Tag Archives: style

On Identities and the Process of Being

May not have a strong sense of identity, and can be very chameleon-like, especially before diagnosis.

Questions place in the world.

I read those sentences on a couple of long lists of traits which are common among autistic women((The most comprehensive ones were Rudy Simones lists of female Asperger syndrome traits, and Samantha Craft’s “Females With Aspergers Syndrome Checklist“.)), but which are not necessarily diagnostic criteria. I found myself going over those lists again and again, eyes twitching across the page as my thoughts raced, seeking patterns and explanations. Words were suddenly put to a strange emptiness I’ve long sensed inside me.
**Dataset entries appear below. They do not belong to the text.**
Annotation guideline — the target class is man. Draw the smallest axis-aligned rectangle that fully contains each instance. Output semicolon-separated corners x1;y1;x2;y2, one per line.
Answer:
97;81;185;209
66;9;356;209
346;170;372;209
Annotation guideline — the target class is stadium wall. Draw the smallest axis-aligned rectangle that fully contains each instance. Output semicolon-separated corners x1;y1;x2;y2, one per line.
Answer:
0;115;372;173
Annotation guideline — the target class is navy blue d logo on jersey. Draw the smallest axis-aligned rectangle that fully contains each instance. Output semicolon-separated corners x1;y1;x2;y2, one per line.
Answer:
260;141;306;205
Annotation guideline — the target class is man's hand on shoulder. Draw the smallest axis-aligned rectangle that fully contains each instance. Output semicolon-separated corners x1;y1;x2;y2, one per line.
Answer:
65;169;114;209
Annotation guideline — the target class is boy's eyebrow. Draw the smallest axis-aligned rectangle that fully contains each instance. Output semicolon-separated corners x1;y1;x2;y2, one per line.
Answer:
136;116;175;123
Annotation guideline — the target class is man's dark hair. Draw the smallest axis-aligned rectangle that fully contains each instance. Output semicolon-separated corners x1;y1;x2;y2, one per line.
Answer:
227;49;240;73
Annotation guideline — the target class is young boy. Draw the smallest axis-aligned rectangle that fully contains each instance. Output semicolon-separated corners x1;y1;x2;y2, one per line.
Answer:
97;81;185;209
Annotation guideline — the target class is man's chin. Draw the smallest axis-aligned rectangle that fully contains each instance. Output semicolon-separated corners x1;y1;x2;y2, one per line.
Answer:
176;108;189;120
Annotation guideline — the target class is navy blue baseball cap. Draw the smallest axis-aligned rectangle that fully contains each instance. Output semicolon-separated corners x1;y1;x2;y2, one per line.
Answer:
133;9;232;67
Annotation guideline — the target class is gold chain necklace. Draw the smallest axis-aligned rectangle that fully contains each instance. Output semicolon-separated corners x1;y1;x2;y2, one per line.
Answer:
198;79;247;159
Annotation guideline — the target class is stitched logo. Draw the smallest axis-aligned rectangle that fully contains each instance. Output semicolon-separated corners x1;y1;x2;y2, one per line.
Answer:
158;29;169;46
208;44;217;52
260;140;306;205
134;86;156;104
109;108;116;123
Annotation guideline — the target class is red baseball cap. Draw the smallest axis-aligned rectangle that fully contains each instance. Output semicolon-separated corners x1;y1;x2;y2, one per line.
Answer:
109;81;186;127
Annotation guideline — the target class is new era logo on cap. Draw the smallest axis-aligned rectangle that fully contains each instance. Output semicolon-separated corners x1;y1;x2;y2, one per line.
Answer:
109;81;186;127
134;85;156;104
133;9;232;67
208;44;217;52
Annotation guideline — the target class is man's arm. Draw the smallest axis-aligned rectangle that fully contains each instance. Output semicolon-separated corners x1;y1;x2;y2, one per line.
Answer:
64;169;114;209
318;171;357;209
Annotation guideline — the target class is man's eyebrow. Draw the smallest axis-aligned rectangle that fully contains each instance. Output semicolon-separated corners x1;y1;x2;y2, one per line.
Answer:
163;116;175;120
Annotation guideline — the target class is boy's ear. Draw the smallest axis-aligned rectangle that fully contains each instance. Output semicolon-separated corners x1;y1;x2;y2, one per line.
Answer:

Ironically, reading those lists, and seeing comment discussions where other people exclaimed how they described them so perfectly, my sense of disconnect and outsidership was made worse. That’s not me, I thought as I read something that didn’t fit, That’s not me either… And then every now and then, sentences like the ones above hit me like a fist in my stomach, leaving me reeling.

Who am I even?

2004, a lifetime ago. I would say I was looking for something even then, but honestly, I can’t remember.

I have always battled that feeling of being an outsider. That life is a party I can’t seem to join even if I was invited and wanted to go. I stand outside, looking at the rest of you with my hand pressed against the window. Occasionally, someone steps outside and joins me in my world, and then I’m less lonely for a while. But in the end, I carry a conviction within me of being fundamentally separate from the social world that surrounds me.

I don’t want to be alone. I want to be part of something.

I try not to shame myself for this longing I have to fit in, if not with normative society then at least some sort of tribe. But it’s sometimes difficult. I always thought of myself as an individualist — in fact, if there was ever a label I identified with, that would be it. Seeing the “normal” people around me as enemies while I grew up seeded an intense desire to distance myself from them, from everyone. To swim against the current, not because it wasn’t taking me where I wanted to go, but simply for the sake of it.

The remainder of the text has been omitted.